Rural homes typically come with more land around the house than a city home enjoys, which means a greater potential for problems with boundary lines and easements. That makes commissioning a survey practically essential when purchasing a rural property.

A survey will verify where the property boundaries are located. It will also show whether anyone else has permission to use portions of the land (by showing the location of any easements) or whether a neighbor's improvement (such as a garage or driveway) is partially located on the property (by showing any encroachments).

(For more information on surveys, see Before Buying Vacant Land: Yes, You Need a Survey.)

Does the Property Have Toxins or Environmental Cleanup Concerns?

Your prospective rural property may be large and have a varied history of types of uses—all of which adds up to a greater risk of environmental contamination than exists for a home in a long-established city neighborhood.

To make sure you don't purchase a toxic property requiring an expensive cleanup, you must obtain an environmental assessment. It will include a thorough professional review of the property to check for potential environmental issues.

(To find out more about environmental assessments see Before Buying Vacant Land: Getting an Environmental Assessment.)

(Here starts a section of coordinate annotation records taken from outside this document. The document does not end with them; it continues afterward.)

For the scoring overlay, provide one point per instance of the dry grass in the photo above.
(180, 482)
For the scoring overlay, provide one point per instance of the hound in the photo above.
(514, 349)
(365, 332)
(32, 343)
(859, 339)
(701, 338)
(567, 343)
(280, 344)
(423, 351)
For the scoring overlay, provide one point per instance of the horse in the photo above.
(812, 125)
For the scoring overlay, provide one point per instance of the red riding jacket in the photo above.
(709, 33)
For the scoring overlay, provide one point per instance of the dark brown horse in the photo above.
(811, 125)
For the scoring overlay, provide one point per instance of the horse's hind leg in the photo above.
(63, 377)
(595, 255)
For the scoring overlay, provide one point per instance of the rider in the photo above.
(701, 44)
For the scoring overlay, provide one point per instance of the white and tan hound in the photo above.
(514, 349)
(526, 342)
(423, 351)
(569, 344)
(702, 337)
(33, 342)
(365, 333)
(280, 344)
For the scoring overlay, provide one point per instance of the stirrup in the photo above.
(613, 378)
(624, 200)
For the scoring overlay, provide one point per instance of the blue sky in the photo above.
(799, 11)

Can You Use the Property in the Way You Want?

Owners of rural properties are more likely to want to use their property for a variety of uses (not just residential). If you buy some country acreage, for example, you might consider raising livestock or growing crops. Whether you can carry out your desired uses depends on the zoning ordinances affecting the property.

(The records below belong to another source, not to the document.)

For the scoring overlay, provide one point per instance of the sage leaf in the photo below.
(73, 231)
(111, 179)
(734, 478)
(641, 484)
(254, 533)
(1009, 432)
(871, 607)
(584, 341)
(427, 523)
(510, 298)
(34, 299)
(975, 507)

City neighborhoods are ordinarily zoned "residential." A rural property, however, might have a "residential," "rural," "farmland," or even "environmentally sensitive" zoning classification.

You must check the local zoning map and the applicable zoning ordinances to determine how you can use the property. Check the zoning of neighboring properties as well, to make sure your neighbor's prospective uses are compatible with yours. (Knowing that your closest neighbor has the right to start a pig farm or rooster breeding operation, for example, might dissuade you from buying a property on which to establish a B&B).

A local real estate attorney can help you determine the land's zoning and research the uses allowed.

If you consider the differences between city and rural properties before buying, you'll have a greater chance of purchasing a country home you'll be happy with.